Thinking-natured people may do the things that make them feel in control and avoid areas that are emotional, intimate, messy, or nonsensical. This often leaves them feeling dull and empty, like they are just “going through the motions”. When people are able to acknowledge their strengths (the things they are already competent in) and admit to themselves their areas of limitations (the areas they have not yet developed) that is when they really start to expand their power.
Two weeks ago, I was talking to a friend about his healing journey. He has done body work, psychic readings, journaling and meditation. He has spent time in nature, and continues ongoing psychotherapy. He told me how hard he had worked on identifying, processing, releasing, forgiving, and letting go of old wounds from the past. He candidly asked me what I thought his next healing step might be because he felt he wasn’t getting the movement he desired.

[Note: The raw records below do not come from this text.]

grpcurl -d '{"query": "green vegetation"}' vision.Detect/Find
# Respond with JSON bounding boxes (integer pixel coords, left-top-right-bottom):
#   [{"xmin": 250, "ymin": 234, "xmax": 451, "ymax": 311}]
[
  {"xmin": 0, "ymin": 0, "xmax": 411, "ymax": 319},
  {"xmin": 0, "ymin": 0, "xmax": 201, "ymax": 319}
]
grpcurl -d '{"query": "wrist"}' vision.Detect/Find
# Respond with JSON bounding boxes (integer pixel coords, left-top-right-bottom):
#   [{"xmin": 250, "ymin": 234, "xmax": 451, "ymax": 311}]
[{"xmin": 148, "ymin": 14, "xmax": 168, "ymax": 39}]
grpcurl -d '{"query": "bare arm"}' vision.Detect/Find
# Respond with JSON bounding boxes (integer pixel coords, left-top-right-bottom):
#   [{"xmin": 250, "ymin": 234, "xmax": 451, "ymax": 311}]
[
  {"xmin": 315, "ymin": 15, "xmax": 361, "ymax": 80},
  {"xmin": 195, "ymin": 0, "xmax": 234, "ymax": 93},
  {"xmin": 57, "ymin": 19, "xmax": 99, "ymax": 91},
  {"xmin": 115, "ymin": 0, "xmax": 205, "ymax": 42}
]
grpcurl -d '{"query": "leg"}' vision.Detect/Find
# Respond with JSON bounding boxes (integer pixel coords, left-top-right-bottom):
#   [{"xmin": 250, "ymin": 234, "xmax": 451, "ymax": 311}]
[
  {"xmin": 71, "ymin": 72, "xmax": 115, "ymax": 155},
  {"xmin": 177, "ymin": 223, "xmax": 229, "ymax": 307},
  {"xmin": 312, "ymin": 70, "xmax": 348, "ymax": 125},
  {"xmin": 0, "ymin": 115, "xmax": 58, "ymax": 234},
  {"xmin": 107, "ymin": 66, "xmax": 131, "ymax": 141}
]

He asked me, “Should I go on a retreat, get a new therapist, get my kayak out more often? Should I do more cardiovascular workouts to get my serotonin level flowing, or take more of the medication I am taking? Should I get different medication? Should I buy a bike and ride it every day, maybe do another psychic reading?”
I think he was waiting for some deep, existential, psychoanalytic remark. I told him, “Get a job, start paying your bills on time, and get one male friend you can do stuff with. That will make you feel better immediately.”
He said, “How will it make me feel better?”
I answered, “It will make you feel better as a man.”
He was shocked. No one had ever suggested these simple things to him.
He had been so immersed in his inner journey that he and everyone else he was choosing to help him were ignoring the key compartments a man needs to be competent and to feel powerful as a man. He had no real friends and was disconnected by choice from his family. He wasn’t eating well, wasn’t exercising, and had no spiritual roots. He was out of work and being supported by his wife. He had hobbies but wasn’t pursuing them, was in financial trouble, and had no clear life goals for himself.